Увлеченные мечтами, ребятишки перестают работать, и Аграфена строжится:
— Уснули, не то? Дерите!
И ребята дерут лыко. Один за другим они выдергивают из вязанки прутья, как бельчата вгрызаются в кору зубами, обдирают её и бросают на противень из бересты. Во рту терпкий вкус неспелых ягод. Он вызывает тошноту.
Второй такой же противень, полный коры, стоит у самой печурки. Сохнет кора. Третий — у ног Аграфены. Она бросает в ступку сухую, как кость, кору и крошит её пестом, перетирает в муку.
Хлопнула дверь. Петюшка сорвался с нар, запрыгал:
— Тетка Ксюша пришла, тётка Ксюша пришла. Принесла картопки?
— Принесла.
— Ма-амка, давай картопку варить.
Аграфена, скрывая радость, оценила сброшенный Ксюшей на нары мешок: «Ведра полтора, а то и два», — и укорила:
— Опять притащила. Сами-то как с Ариной?
— Хватит. А не хватит, неужто не поможете, как забастовка кончится? А вот ещё белки. Пять штук. Вчерась настреляла.
— Спаси тя, Ксюшенька, бог. Егор вчерась весь день проходил, одною принёс. А ты — пять…
— Я петушиное слово знаю. Прокукарекую, и белка бежит.
— Ты, Ксюшенька, и чичас ровно не из села, а из тайги идешь. И… с картопкой?
— Заходила к Михею. Ветку пихтовую ему принесла…

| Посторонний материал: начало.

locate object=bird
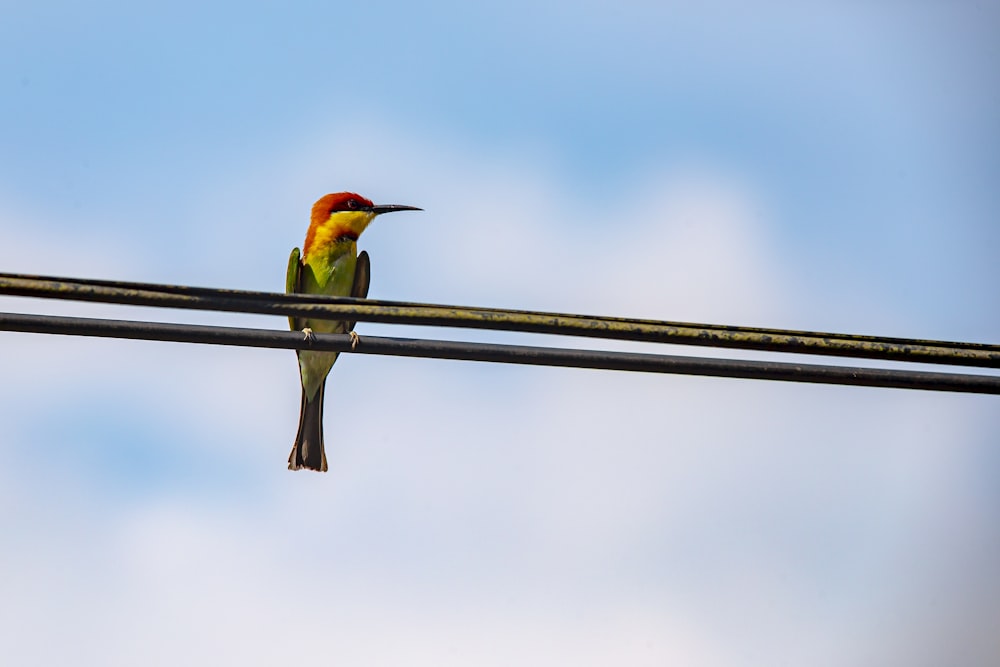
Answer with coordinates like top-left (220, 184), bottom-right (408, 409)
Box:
top-left (285, 192), bottom-right (423, 472)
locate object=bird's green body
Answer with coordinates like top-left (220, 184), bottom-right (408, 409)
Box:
top-left (285, 192), bottom-right (419, 471)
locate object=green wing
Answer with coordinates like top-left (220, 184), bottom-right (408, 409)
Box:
top-left (347, 250), bottom-right (372, 331)
top-left (285, 248), bottom-right (302, 331)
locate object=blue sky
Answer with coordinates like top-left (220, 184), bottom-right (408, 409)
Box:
top-left (0, 1), bottom-right (1000, 665)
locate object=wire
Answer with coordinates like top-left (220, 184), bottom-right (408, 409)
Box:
top-left (0, 273), bottom-right (1000, 368)
top-left (0, 313), bottom-right (1000, 394)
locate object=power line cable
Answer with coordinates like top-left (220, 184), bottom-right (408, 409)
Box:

Не сказала, что долго стояла над могилой Михея. С живым не делилась горем, а теперь всё к нему. Жизнь тревожная, одной не понять, что к чему, а с кем ещё поделиться? Аграфена сарынью (- малы дети. – germiones_muzh.) своей занята, Арина только и оживляется, когда разговор заходит о Симеоне.
Ксюша уверена, Михей живёт сейчас и на небе и тут, у могилы. У могилы он будет жить, пока помнят о нем на земле, пока нужен он людям. Михей нужен Ксюше, и она почти каждый день приходит к нему на могилу, приносит пихтовые ветки, мысли свои, а у Михея просит совета. И кажется ей, что после разговора с Михеем, понятней становится жизнь.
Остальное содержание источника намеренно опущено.